Ele era bastante experiente, pois já vira inúmeros brinquedos automáticos chegarem ali cheios de orgulho e arrogância, mas que, com o passar do tempo, quebravam as cordas e “morriam”. Ele sabia que todos não passavam de meros brinquedos e que nunca passariam disso. Pois a magia do quarto de brinquedos é estranha e maravilhosa, e somente aqueles que já eram velhos e sábios e experientes como o Cavalinho a compreendiam bem.
— O que é ser de verdade? Indagou o Coelhinho certo dia quando estava ao lado do Cavalinho, perto da lareira, antes de a ama vir arrumar o quarto. É ter dentro da gente uma coisinha que faz um zumbido e uma chavinha de dar corda?
— Ser “de verdade” não tem nada a ver com a maneira como somos feitos, respondeu o Cavalinho. é uma coisa que nos acontece. Quando uma criança nos ama durante um longo tempo, isto é, não apenas gosta de brincar conosco, mas nos ama realmente, então passamos a ser
‘de “verdade”.
— E isso dói?
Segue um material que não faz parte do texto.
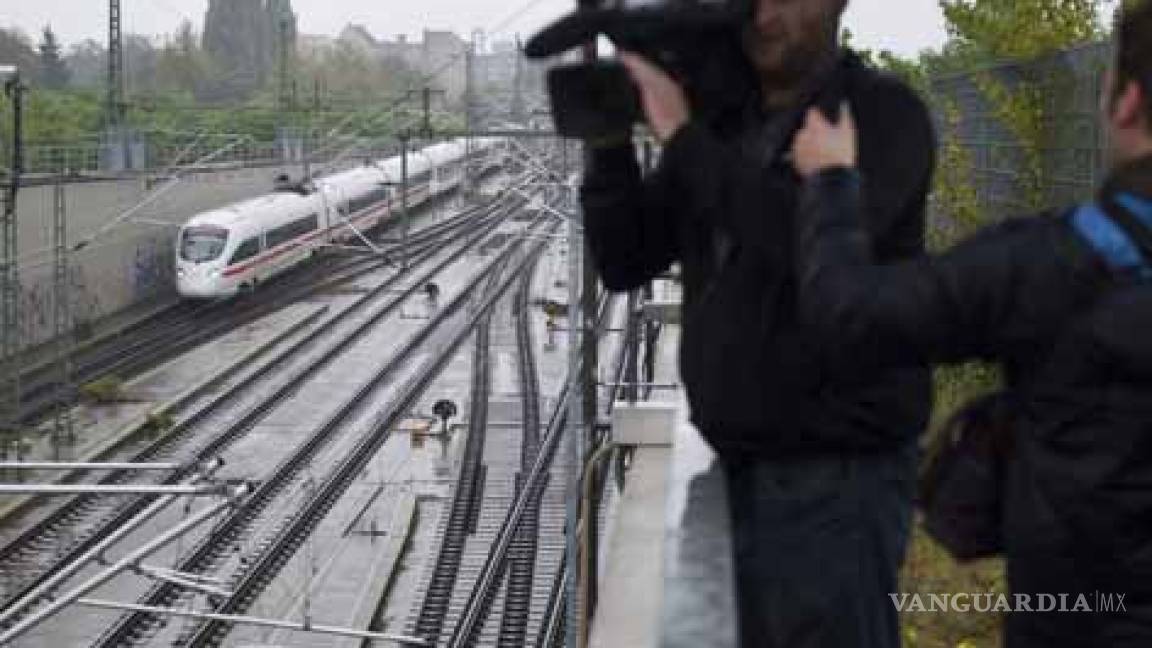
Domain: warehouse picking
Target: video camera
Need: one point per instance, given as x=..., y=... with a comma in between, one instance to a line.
x=697, y=42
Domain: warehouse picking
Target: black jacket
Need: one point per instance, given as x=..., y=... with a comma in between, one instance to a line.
x=1074, y=334
x=755, y=383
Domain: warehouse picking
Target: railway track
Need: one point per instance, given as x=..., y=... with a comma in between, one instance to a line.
x=188, y=324
x=100, y=514
x=277, y=550
x=510, y=572
x=521, y=577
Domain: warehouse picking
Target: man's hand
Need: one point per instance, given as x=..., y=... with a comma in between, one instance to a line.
x=665, y=104
x=821, y=145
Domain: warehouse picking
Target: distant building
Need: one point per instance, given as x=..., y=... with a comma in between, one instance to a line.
x=438, y=54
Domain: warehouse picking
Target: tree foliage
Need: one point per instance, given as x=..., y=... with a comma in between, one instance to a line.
x=16, y=49
x=1021, y=29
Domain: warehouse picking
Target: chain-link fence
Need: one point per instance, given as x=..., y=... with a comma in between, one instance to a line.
x=1068, y=85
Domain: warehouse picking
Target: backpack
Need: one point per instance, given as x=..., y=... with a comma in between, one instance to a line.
x=962, y=484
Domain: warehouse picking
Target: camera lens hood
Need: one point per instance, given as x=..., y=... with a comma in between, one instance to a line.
x=628, y=27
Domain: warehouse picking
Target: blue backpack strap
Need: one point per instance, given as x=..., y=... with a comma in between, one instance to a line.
x=1114, y=246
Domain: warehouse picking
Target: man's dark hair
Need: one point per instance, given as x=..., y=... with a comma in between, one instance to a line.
x=1134, y=50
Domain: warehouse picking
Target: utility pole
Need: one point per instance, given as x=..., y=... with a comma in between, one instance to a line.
x=9, y=268
x=469, y=114
x=116, y=106
x=403, y=198
x=517, y=92
x=283, y=84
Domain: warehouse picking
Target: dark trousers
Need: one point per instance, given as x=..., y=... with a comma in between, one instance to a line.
x=818, y=543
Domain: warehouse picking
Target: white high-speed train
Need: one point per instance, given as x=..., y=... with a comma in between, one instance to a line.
x=224, y=251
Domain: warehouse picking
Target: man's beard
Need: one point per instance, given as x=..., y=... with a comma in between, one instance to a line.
x=796, y=65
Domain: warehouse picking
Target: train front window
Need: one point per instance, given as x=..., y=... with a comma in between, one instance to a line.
x=203, y=243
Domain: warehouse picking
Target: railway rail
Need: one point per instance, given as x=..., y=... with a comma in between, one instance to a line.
x=25, y=552
x=277, y=550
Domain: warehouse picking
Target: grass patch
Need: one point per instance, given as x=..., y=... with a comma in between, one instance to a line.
x=930, y=570
x=108, y=389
Perguntou o Coelhinho.
— Às vezes dói, disse o Cavalinho, pois não gostava de esconder a verdade. Mas, quando somos “de verdade”, não nos importamos muito com a dor.
— E acontece de uma vez só, como quando nos dão corda, ou é pouco a pouco? Quis saber ele.
— Não é de uma vez só, explicou o Cavalinho. A gente vai se transformando, leva muito tempo. É por isso que aqueles que quebram facilmente, ou têm arestas cortantes, ou têm que ser manejadas com cuidado, não podem passar por esse processo. De um modo geral, quando afinal nos tornamos “de verdade”, nossso pêlo já foi arrancado pelos carinhos, os olhos já cairam, estamos com as juntas soltas e muito surrados. Mas nada disso tem importância, porque depois que somos “de verdade” não somos mais feitos, a não ser para as pessoas que não entendem essas coisas”.